# Private Plow Truck is Down. DIY'er needs help



## beezil (Dec 1, 2005)

Some angry woman in a suburu took out my plow truck a couple weeks ago.....

so, no plow truck. 

I don't operate a snow removal business, I have my own plow to clear snow from my business property which includes two private dead-end streets and 10 inclined truck docks. 

If anyone is out-and-about on the the side of chicago, comiskey park/bridgeport area, and looking to pick up a non-contract "quick and dirty",
please call em at the shop:

ask for Bj 773-927-5700 currently 7:30am monday, dec 13th. 

thanks!


----------



## GripTruk (Dec 1, 2003)

If you are still in this position you'd be wise to re-post a new topic with your geographic region in the title so people bother looking. 

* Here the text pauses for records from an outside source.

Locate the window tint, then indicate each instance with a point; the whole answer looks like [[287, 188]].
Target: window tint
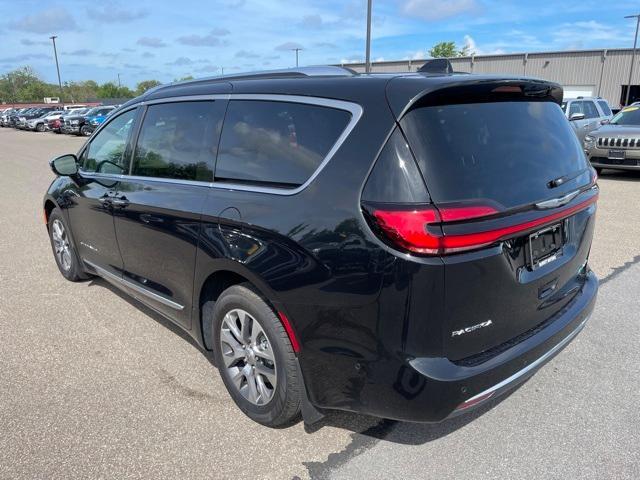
[[276, 142], [179, 140], [604, 106], [504, 153], [590, 110], [395, 178], [575, 107], [105, 153]]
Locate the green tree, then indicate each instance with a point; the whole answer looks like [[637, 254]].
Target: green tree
[[146, 85], [83, 91], [111, 90], [448, 50]]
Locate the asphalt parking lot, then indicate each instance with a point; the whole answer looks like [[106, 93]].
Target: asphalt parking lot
[[93, 385]]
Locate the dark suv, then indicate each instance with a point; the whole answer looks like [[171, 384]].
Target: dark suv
[[407, 246]]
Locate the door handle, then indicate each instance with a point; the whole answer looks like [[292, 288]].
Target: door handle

ie: Chicago - comiskey park/bridgeport sub needed

You'll probably have much better luck, speaking of which... good luck, and I hope your truck is back up and running soon!


----------



## SullivanSeptic (Nov 30, 2008)

Pm me the address and I will google map it to see. I am in that area and might be able to work something out


----------



## beezil (Dec 1, 2005)

thanks for the responses guys, 

got the truck back, after two months in the shop. Believe it or not, the woman's insurance company okay'd an entire frame replacement!

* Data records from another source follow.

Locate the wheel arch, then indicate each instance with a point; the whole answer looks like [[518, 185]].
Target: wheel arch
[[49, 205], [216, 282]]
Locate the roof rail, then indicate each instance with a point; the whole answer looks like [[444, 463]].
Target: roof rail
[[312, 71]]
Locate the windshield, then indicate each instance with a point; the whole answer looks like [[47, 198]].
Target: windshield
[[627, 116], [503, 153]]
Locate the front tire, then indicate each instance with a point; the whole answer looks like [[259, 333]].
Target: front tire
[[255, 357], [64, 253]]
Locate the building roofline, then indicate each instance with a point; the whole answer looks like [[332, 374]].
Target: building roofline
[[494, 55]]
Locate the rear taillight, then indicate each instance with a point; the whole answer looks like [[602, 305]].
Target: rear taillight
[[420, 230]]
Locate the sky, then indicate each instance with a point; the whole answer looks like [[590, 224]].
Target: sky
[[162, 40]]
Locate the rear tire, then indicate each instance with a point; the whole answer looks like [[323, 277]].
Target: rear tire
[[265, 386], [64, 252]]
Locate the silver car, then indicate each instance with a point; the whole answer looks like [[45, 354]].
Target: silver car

never heard that before, wish they would have just totaled it out. 

in any case, I am taking delivery of an f250 in a couple days, hopefully until then, this 1-4" they are calling for is more like 1" and not like 4"

if it turns out to be 4" I might need some help. 

google 1200 w 37th st. 60609

dead-end street to the south and north, and the lot west of the building along the river. 

otherwise, wishing a winter of nice $nowfall for the both of you.


----------



## R.J.S. SNOWPLOW (Dec 9, 2009)

I live near by give me a call 773 798. 0350 ask for joe


----------